Over the last ten years, China's banking system has grown from less than $3 trillion to $34 trillion, equivalent to around 340% of Chinese GDP.
To put it in perspective, the US banking system had about $16.5 trillion of assets heading into the financial crisis, equivalent to 100% of US GDP.
"Credit has never grown faster or larger than it has in China over the past decade," Bass wrote in a letter to investors dated February 10.
(Excerpt) Read more at businessinsider.com ...
P!
I suppose they’re going to tell us that very little of this money will ever be paid back....
OK, so how does this fit with what Kevin Freeman said about China and Russia joining to form a new financial system based on South African gold?
Are they figuring to run up the debt within this fiat system, blow it up, and start over with a gold-based system?
I know nothing about banking and economics so I don’t understand how this ties together - how on the one hand Chinese banks would be running up this huge debt while on the other hand the Chinese government is setting up a different financial system.

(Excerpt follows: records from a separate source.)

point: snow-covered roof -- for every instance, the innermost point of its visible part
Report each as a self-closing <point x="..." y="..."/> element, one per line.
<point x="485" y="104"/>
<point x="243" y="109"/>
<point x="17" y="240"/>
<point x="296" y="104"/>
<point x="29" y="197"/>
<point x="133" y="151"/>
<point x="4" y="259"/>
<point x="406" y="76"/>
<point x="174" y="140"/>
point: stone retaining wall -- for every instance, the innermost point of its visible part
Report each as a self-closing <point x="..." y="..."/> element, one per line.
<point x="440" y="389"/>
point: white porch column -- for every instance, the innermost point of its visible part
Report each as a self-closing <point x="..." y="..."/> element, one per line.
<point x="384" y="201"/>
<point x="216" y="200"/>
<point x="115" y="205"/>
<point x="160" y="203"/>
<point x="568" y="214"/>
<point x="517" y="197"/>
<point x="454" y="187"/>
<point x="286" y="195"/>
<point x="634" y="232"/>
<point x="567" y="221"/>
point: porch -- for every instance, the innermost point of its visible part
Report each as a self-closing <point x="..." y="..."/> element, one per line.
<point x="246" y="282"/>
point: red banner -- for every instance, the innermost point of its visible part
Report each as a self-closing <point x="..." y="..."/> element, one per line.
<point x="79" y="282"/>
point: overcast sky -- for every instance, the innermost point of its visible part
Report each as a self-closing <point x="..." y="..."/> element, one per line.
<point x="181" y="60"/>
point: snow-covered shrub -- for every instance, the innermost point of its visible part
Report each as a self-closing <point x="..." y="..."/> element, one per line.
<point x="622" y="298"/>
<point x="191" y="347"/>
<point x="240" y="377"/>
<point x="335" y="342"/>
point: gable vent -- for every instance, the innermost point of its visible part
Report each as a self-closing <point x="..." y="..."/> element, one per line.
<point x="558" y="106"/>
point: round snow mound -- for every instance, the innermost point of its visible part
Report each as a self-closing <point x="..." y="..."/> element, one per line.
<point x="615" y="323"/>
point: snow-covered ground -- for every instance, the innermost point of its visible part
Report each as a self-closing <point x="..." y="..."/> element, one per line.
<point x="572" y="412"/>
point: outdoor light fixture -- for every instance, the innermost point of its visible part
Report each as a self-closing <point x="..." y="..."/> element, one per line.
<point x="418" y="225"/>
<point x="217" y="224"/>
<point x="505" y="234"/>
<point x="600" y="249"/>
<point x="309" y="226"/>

The only thing that makes sense to me is that the Chinese government sees the collapse of the world’s current financial system and is preparing to have something to replace it with, to keep it’s nation going.
Am I understanding this right?
Because if I am, then the Chinese government should be really ready to blow up the old system and start the new...
Guess who the USA bails out... its only fair ;>
They are communists and lie with great ease and our politicians and business people lap it up like chocolate. I take anything China reports with a grain of salt, they are like the Norks.
The world is in a deflationary spiral - and has been since late 2006. The ability of governments to create false credit expansion to keep the money supply from crashing can only go so far.
Precious metals are not the answer. A monetary system based on completed labor instead of debt is what we need to get back to.